A newsmaker you should know: Radio host's liner notes on jazz CDs may be historic
David Fabilli is doing more than making money by being an annotator -- that is, writing liner notes for CDs. He believes that he's also making a permanent legacy.
The Friendship resident's most recent work can be found on tenor saxophonist Houston Person's most recent album, "Naturally," released in October on HighNote Records and currently near the top of the jazz charts.
"These records are going to be around a hundred years from now," Mr. Fabilli says. "My imprint and my contribution will have a very, very long shelf life."
Mr. Fabilli has had a connection to music since childhood -- he played woodwind instruments from first grade to his early college days but eventually shifted to reviewing music. He now teaches radio broadcasting at Point Park University.
One of the most seasoned on-air personalities on local jazz radio and known professionally as David Jaye, he began writing liner notes, the information on booklets inside CD cases, originally as a favor.
"I actually got into it because of [saxophonist] Eric Kloss -- he and I were very good friends," Mr. Fabilli says. "He was doing an album for Muse Records" and asked Mr. Fabilli to write notes for that. "The record label president didn't mind."
Eventually Muse fell under the ownership of HighNote Records.
While he had done only a few more records, in 1991, local saxophonist Kenny Blake invited him to do liner notes for his national breakout CD "Interior Design," which eventually became top 15.
"The last 20 years I've done 20 records, [either] liner notes or compilation production," Mr. Fabilli says. "I just turned in liner notes for Kenny Blake's latest record," to be released later this year. However, "Working on these records is frustrating because I'm working on much tighter deadlines."
For his work, Mr. Fabilli now belongs to the National Academy of Recording Arts and Sciences -- the folks who sponsor the Grammy Awards. That is, he gets to vote on nominations.
"You need to do six to join," he says. "There's [even] a [Grammy] category" for that, he says.
His experience in broadcasting lends him the expertise to critique jazz records.
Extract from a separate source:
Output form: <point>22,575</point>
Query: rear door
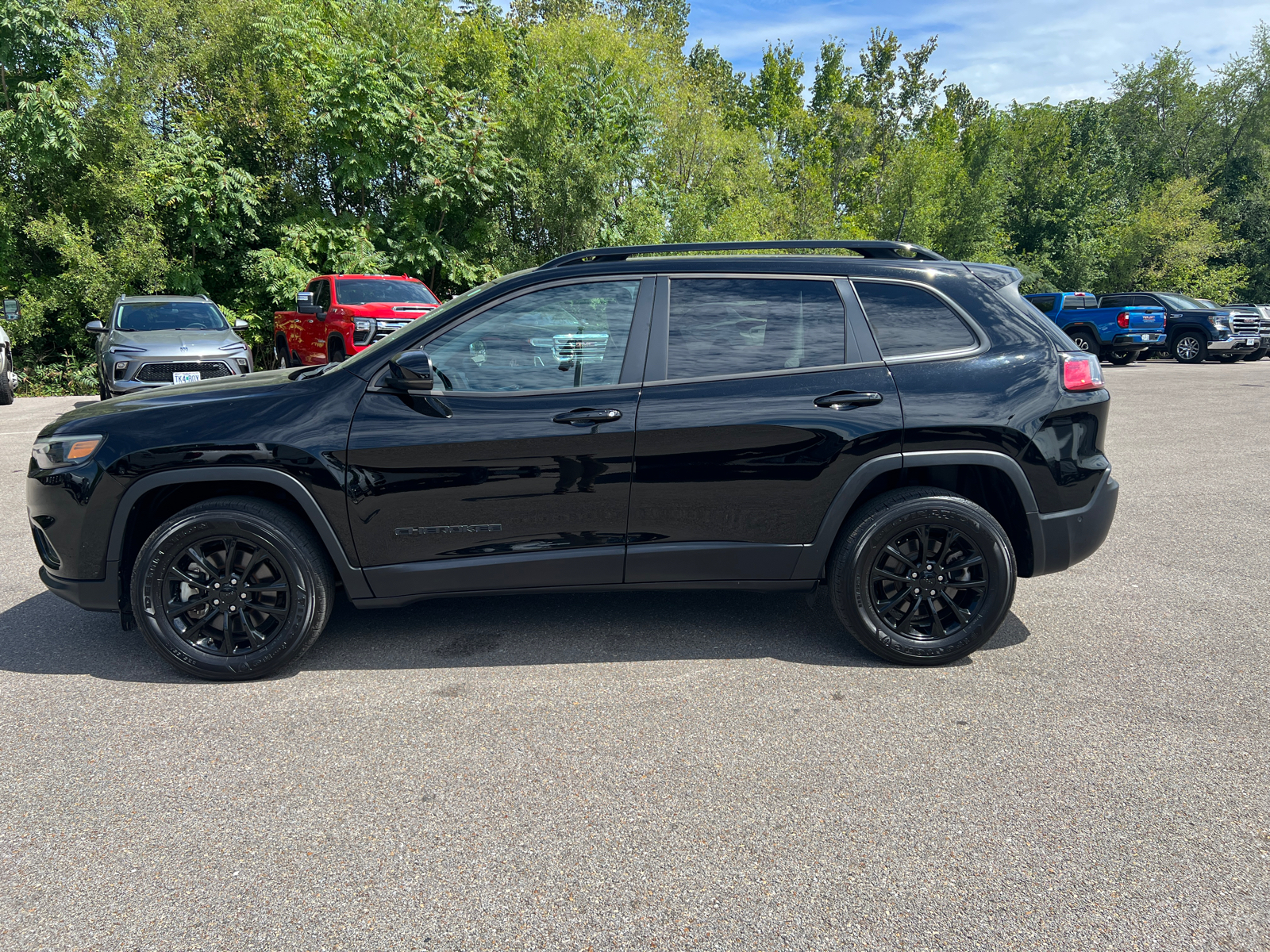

"I've been doing jazz radio for 30 years, did WDUQ for 20 years," Mr. Fabilli says. He also served as program director at WYJZ, now WAMO-AM and which also played jazz, and also did weekends at the late, lamented WJJJ, which switched its smooth-jazz format in 1999.
There, "I was kind of the utility guy," he says. "If someone couldn't make it, I'd fill in. They did a lot of live shows -- we got a chance to do personal appearances. I really enjoyed working with them," he says.
And as far as radio, "Tony [Mowod] is probably the only guy who's done more than I have," he says.